Effect of Arp2/3 Complex on Sperm Motility and Membrane Structure in Bovine  

Lee, June-Sub (Department of Animal Science and Technology, School of Bioresource & Bioscience, Chung-Ang University)
Park, Yoo-Jin (Department of Animal Science and Technology, School of Bioresource & Bioscience, Chung-Ang University)
Kim, Jin (Department of Animal Science and Technology, School of Bioresource & Bioscience, Chung-Ang University)
Rahman, Md. Saidur (Department of Animal Science and Technology, School of Bioresource & Bioscience, Chung-Ang University)

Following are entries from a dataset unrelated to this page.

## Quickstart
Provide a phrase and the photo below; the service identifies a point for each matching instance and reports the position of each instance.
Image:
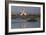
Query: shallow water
(22, 23)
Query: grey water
(22, 23)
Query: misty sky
(30, 10)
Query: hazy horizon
(30, 10)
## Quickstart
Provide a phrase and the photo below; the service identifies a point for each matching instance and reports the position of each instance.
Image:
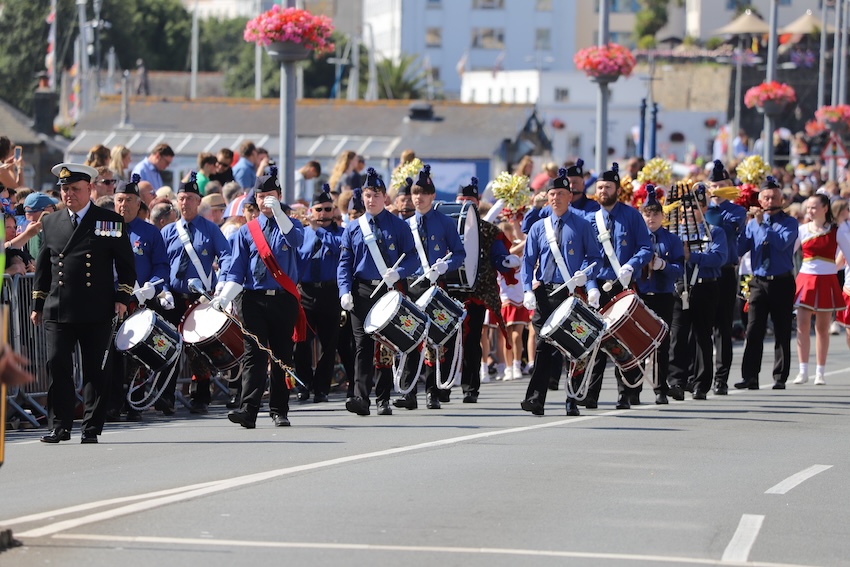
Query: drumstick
(418, 280)
(396, 265)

Kwon, Woo-Sung (Department of Animal Science and Technology, School of Bioresource & Bioscience, Chung-Ang University)
Yoon, Sung-Jae (Department of Animal Science and Technology, School of Bioresource & Bioscience, Chung-Ang University)
You, Young-Ah (Department of Animal Science and Technology, School of Bioresource & Bioscience, Chung-Ang University)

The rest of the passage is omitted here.